For the Canadian class actions defence bar — which must occasionally feel disheartened by the unwavering enthusiasm with which our courts have championed class proceedings — the recent ruling in Eubank v. Pella Corporation (7th Cir. June 2, 2014) represents a breath of fresh air from south of the border.
Judge Richard Posner, speaking for a unanimous panel of the Seventh Circuit Court of Appeal, uses blunt and forthright language — alien to a Canadian ear — in acknowledging the risks to justice created by such proceedings. He places particular emphasis on the inherent conflicts faced by plaintiffs’ class counsel.
To place this candid judicial language in a domestic context, it is necessary to acknowledge that many Canadian judges have embraced class actions with what sometimes appears to be an uncritical and unquestioning enthusiasm. The bench has exhibited great inventiveness in ensuring that substantive and procedural hurdles are overcome in the interests of permitting proposed class actions to proceed. Claims which have (at best) marginal merit have received certification. The fact that almost all such claims are initiated — not by a genuinely aggrieved plaintiff or group of plaintiffs — but rather by a highly motivated and entrepreneurial plaintiffs’ bar, is rarely acknowledged or addressed by Canadian courts.
Refreshingly, Judge Posner exhibits no such reticence, and refuses to treat class actions (or class counsel) with politically correct “kid gloves.”
The Seventh Circuit’s ruling in Eubank commences in an even-handed fashion, with Judge Posner acknowledging that, in the case of meritorious claims, class proceedings are “an ingenious procedural innovation” and ”a worthwhile supplement to conventional litigation procedure.”
However, the Court of Appeal goes on to recognize — and unsparingly describes — the inherent conflicts which accompany such proceedings. As noted by Judge Posner, the concern begins with class counsel’s self-serving selection of a malleable representative plaintiff (emphasis added):
…Normally only a few of the claimants are named as plaintiffs (sometimes only one, though there are several in this case). The named plaintiffs are the representatives of the class—fiduciaries of its members—and therefore charged with monitoring the lawyers who prosecute the case on behalf of the class (class counsel). They receive modest compensation, in addition to their damages as class members, for their normally quite limited services—often little more than sitting for a deposition—as class representatives. Invariably they are selected by class counsel, who as a practical matter control the litigation by the class. The selection of the class representatives by class counsel inevitably dilutes their fiduciary commitment.

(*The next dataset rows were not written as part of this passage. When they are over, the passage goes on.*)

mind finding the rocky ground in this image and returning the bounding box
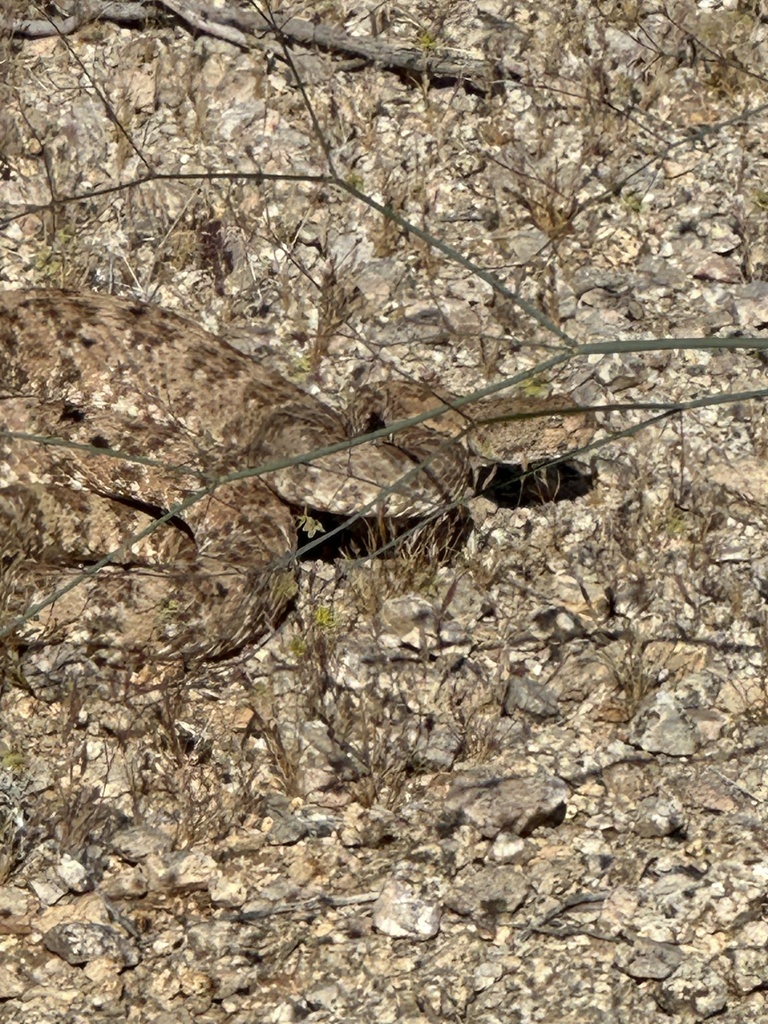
[3,1,768,1021]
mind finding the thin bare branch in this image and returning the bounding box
[5,0,501,92]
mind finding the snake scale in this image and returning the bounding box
[0,290,594,665]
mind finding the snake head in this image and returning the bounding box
[461,393,597,469]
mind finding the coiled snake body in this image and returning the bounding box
[0,291,593,664]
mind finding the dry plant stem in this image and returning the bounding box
[6,0,499,92]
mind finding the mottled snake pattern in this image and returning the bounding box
[0,291,594,664]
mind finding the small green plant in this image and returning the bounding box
[288,354,313,383]
[289,635,308,658]
[33,227,76,279]
[0,752,26,771]
[313,605,336,630]
[622,192,643,214]
[665,506,689,538]
[520,376,550,398]
[417,31,438,52]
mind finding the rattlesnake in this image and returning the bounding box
[0,290,594,664]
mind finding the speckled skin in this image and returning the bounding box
[0,290,594,664]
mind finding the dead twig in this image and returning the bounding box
[5,0,502,93]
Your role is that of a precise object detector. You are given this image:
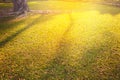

The class action is a worthwhile supplement to conventional litigation procedure…, but it is controversial and embattled…, in part because it is frequently abused…. The control of the class over its lawyers usually is attenuated, often to the point of nonexistence. Except for the named plaintiffs, the members of the class are more like beneficiaries than like parties; for although they are authorized to appeal from an adverse judgment…., they have no control over class counsel. In principle the named plaintiffs do have that control, but as we’ve already hinted this is rarely true in practice. Class actions are the brainchildren of the lawyers who specialize in prosecuting such actions, and in picking class representatives they have no incentive to select persons capable or desirous of monitoring the lawyers’ conduct of the litigation.
The Eubank v. Pella appeal arose out of a disputed settlement. As Judge Posner explained, the settlement of class actions represents one area where class counsel run the risk of abusing their authority (emphasis added):
…The reasons that class actions invariably are settled are twofold. Aggregating a great many claims (sometimes tens or even hundreds of thousands—occasionally millions) often creates a potential liability so great that the defendant is unwilling to bear the risk, even if it is only a small probability, of an adverse judgment. At the same time, class counsel, ungoverned as a practical matter by either the named plaintiffs or the other members of the class, have an opportunity to maximize their attorneys’ fees—which (besides other expenses) are all they can get from the class action—at the expense of the class. The defendant cares only about the size of the settlement, not how it is divided between attorneys’ fees and compensation for the class. …
Thus, the natural self-interest of the parties leads to a settlement amount that is as low as possible, “but heavily tilted toward attorneys’ fees.”
The settlement that had been proposed in the Eubank case was described by Judge Posner as “inequitable — even scandalous,” with class counsel blatantly enriching himself at the expense of his “clients.” Not surprisingly, it was rejected by the Seventh Circuit Court of Appeal. Judge Posner’s recitation of class counsel’s misconduct provides a salutary object lesson for any reader.
It is sometimes said that “bad facts make bad law.” In contrast, the “bad facts” of the Eubank ruling were the catalyst for “very good law.” Judge Posner’s unvarnished criticism valuably underlines the drawbacks and vulnerabilities that are inherent in every class action, but which are almost never acknowledged by the courts.